Widely regarded as the signature song of Fei's music career, "Yi Jian Mei" is a melancholic love song using winter plum blossoms as an analogy for enduring love through hardship. It has been a popular song in Greater China since the 1980s and is considered a timeless classic. It was used as the theme song for the eponymous 1984 Taiwanese drama One Plum Blossom, produced by China Television.

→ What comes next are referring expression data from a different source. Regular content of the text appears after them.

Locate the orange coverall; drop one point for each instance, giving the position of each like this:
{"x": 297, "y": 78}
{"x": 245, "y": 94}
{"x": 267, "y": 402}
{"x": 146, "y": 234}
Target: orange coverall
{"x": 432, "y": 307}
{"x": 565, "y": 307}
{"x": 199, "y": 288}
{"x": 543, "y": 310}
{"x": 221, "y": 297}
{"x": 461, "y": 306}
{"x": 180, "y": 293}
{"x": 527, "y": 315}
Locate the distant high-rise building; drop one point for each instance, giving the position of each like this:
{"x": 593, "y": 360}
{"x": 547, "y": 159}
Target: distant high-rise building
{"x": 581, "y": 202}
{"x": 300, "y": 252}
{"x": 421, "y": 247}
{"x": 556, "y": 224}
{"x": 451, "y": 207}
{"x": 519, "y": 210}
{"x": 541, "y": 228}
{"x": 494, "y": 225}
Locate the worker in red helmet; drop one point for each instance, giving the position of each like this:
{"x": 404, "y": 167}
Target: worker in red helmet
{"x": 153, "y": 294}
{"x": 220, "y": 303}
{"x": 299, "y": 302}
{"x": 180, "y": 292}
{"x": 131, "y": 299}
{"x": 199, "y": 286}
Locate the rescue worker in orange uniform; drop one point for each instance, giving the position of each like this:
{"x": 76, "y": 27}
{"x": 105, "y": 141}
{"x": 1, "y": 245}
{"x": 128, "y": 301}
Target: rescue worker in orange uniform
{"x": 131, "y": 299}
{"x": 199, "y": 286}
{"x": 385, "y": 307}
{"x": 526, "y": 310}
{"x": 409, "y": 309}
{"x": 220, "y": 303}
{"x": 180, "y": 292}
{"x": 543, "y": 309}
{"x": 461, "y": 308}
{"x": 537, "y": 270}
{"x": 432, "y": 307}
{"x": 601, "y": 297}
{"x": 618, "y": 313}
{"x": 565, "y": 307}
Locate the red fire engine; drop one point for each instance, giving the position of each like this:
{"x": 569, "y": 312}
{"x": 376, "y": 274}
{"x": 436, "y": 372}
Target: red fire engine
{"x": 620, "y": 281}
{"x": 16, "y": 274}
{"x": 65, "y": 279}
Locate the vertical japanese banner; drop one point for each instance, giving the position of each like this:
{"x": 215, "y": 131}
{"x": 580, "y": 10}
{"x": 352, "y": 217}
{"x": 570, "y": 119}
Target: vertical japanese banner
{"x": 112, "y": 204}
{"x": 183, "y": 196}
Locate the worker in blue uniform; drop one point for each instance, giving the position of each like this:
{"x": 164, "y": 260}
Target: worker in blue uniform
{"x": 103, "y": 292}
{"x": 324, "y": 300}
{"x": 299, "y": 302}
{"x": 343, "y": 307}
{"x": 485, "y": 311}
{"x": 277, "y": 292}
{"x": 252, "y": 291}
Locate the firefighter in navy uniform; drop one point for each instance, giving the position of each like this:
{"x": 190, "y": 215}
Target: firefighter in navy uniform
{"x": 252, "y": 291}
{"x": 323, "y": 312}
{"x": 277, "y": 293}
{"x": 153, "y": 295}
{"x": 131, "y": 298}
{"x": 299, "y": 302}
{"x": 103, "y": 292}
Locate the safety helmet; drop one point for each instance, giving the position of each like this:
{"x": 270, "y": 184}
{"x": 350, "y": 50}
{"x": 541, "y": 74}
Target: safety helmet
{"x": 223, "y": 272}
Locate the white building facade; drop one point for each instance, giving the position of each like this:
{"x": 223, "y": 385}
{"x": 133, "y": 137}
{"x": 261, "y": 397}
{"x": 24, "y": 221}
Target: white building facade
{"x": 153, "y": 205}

In early 2020, a selfie phone video clip of Chinese actor Zhang Aiqin (張愛欽) performing the song went viral, leading to it being shared in thousands of internet memes and spawning various cover videos across the internet. Originally known in China for several movies and television works, he became commonly known online as "Chinese eggman", as a reference to his egg-shaped head in the original video.

==Background==
Fei's 1983 Mandarin-language album Water of the Yangtze River first included the song, which was originally planned as the theme song of a Taiwanese TV drama series entitled Dreaming Back to the Border Town (邊城夢回). Even though the series was ultimately not released, the song was instead adopted as the theme song for the 1984 Taiwanese TV drama One Plum Blossom, and thus it was popularized among Taiwanese people.

In 1988, One Plum Blossom aired on CCTV, which boosted the popularity of both the song and Fei himself in Mainland China; the song was reused as the theme song for New One Plum Blossom (新一剪梅), a 2009 Chinese remake version of the 1983 TV series, starring Wallace Huo.

In 2019, the Beijing-based Taiwanese singer Peter Chen performed the song at a Mid-Autumn Festival concert organized by CCTV. In the same year, Fei, who earlier announced his formal retirement, held farewell concerts in various places and performed the song in his final show at Taipei Arena on 7 November.

==Internet popularity==
In January 2020, an original video was posted on the video sharing application Kuaishou by Beijing-based actor/director Zhang Aiqin, who filmed himself singing the verse "Xuěhuā piāopiāo běi fēng xiāoxiāo", somewhat off-tune while walking alone in a park covered by heavy snow. Zhang is known for having a bald and oddly egg-shaped head, which has gained him the nickname "Eggman" or "Duck Egg". His username on Kuaishou is "Brother Egg" (蛋哥 (Dàn Gē)).

In May, the song reached international audiences and became a meme on the video sharing app TikTok. This propelled the song to the top spots on the Spotify Viral 50 chart in countries like Norway, Sweden, Finland, and New Zealand.

The popularity of the internet meme caused official versions of "Yi Jian Mei" on music streaming services like YouTube Music to change the name of the song to include the now-famous verse following the official name.

Fei, who retired in November 2019, stated that he was both flattered and honored by the song's sudden international popularity, but also emphasized that he had already retired and would not return to the Mandopop scene.